La religion au Vietnam, aujourd’hui, diffère nettement de ce qu’elle était il y a 40 ans. Tel est le leitmotiv qui nous a été répété à plusieurs reprises au cours de notre récent voyage au Vietnam. Les catholiques vietnamiens nous ont certes parlé de la manière dont la liberté religieuse avait été mieux respectée au cours des quatre dernières décennies, mais ils nous ont aussi précisé qu’ils pensaient par ailleurs que de nombreux responsables gouvernementaux avaient encore une mauvaise compréhension de la religion et du rôle positif que celle-ci pouvait jouer dans la société, notamment du fait qu’ils obéissaient à des craintes et des préjugés dépassés pour tout ce qui concerne le droit de pratiquer librement sa religion.
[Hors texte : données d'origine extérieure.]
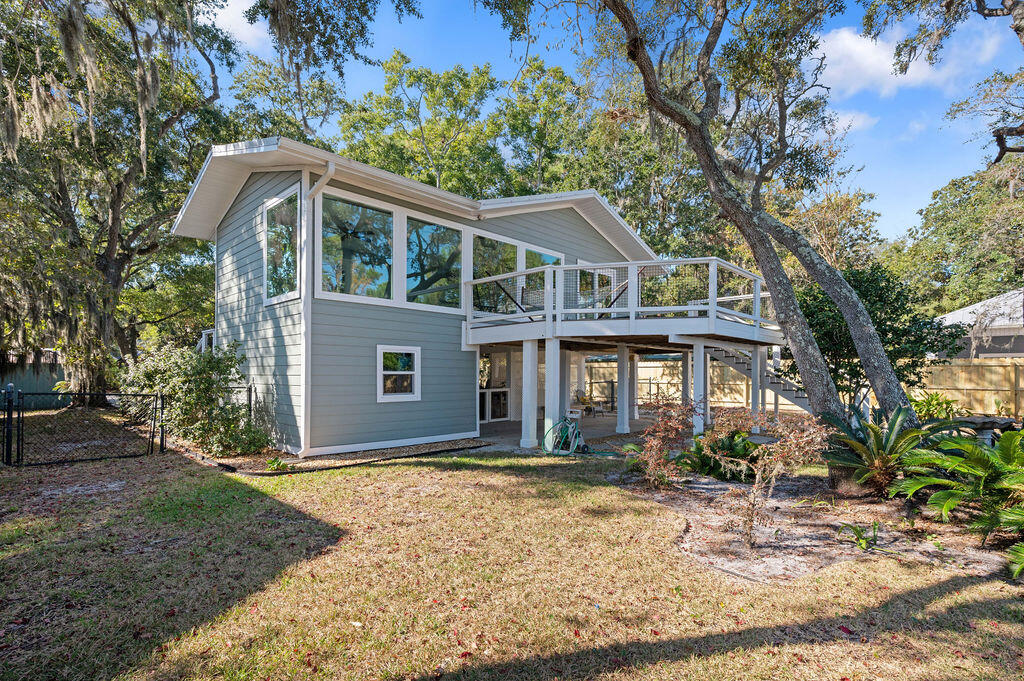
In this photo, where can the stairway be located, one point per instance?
(783, 387)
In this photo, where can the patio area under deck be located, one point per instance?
(568, 311)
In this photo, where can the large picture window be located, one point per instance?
(492, 257)
(433, 264)
(397, 373)
(281, 257)
(355, 249)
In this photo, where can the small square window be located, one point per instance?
(397, 373)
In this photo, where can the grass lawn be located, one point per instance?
(482, 567)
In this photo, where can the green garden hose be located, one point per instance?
(567, 441)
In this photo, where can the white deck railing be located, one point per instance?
(695, 293)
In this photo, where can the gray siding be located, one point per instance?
(268, 336)
(344, 409)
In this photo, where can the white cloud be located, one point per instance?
(854, 120)
(855, 62)
(252, 36)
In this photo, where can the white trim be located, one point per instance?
(268, 204)
(307, 223)
(416, 374)
(383, 444)
(399, 228)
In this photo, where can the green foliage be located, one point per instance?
(935, 406)
(276, 464)
(964, 472)
(967, 248)
(725, 458)
(201, 406)
(876, 453)
(429, 126)
(1016, 555)
(909, 337)
(859, 535)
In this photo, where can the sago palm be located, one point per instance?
(967, 471)
(876, 453)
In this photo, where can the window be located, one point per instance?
(397, 374)
(281, 272)
(493, 257)
(535, 282)
(355, 249)
(433, 264)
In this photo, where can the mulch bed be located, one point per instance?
(256, 465)
(803, 535)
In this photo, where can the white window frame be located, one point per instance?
(399, 237)
(268, 204)
(348, 197)
(416, 374)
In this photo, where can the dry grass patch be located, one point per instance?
(482, 567)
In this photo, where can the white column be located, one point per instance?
(528, 394)
(776, 363)
(552, 388)
(763, 351)
(699, 387)
(564, 376)
(582, 373)
(685, 389)
(634, 386)
(623, 390)
(756, 369)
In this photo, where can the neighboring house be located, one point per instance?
(996, 327)
(378, 311)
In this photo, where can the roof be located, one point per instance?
(1006, 309)
(227, 167)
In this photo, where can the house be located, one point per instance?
(378, 311)
(996, 327)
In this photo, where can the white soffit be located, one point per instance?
(228, 166)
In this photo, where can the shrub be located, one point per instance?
(876, 452)
(935, 406)
(726, 458)
(199, 407)
(669, 433)
(967, 472)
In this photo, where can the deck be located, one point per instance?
(671, 299)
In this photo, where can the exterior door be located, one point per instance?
(494, 387)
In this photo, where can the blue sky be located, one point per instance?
(898, 132)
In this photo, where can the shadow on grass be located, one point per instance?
(104, 561)
(916, 614)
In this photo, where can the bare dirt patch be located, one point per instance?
(804, 534)
(257, 464)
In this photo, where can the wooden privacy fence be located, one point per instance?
(982, 386)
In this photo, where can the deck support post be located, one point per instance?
(565, 378)
(529, 356)
(756, 369)
(699, 387)
(623, 393)
(552, 388)
(685, 389)
(634, 385)
(582, 373)
(776, 363)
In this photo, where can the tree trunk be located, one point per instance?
(872, 354)
(817, 381)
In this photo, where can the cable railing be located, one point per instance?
(708, 289)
Après la fin de la guerre en 1975, les dirigeants communistes du Vietnam ont fait peser de sévères contraintes sur la liberté religieuse, et cela de multiples manières, y compris en interdisant purement et simplement les organisations religieuses et leurs activités. La plupart des responsables religieux s’étaient opposés à la révolution communiste, redoutant ce qui allait se passer si les marxistes athées prenaient le pouvoir. Après la guerre, le bain de sang annoncé n’a pas eu lieu, mais les biens religieux ont été confisqués par le nouveau gouvernement, de nombreux dirigeants religieux ont été emprisonnés et beaucoup de leurs disciples ont été persécutés. Les chrétiens, en particulier, ont été considérés comme des instruments utilisés par des forces oppressives basées à l’étranger, tandis que les adhérents de certaines religions locales comme le caodaïsme sont devenus la cible de persécutions des nouvelles autorités pour avoir levé des troupes afin de combattre les communistes.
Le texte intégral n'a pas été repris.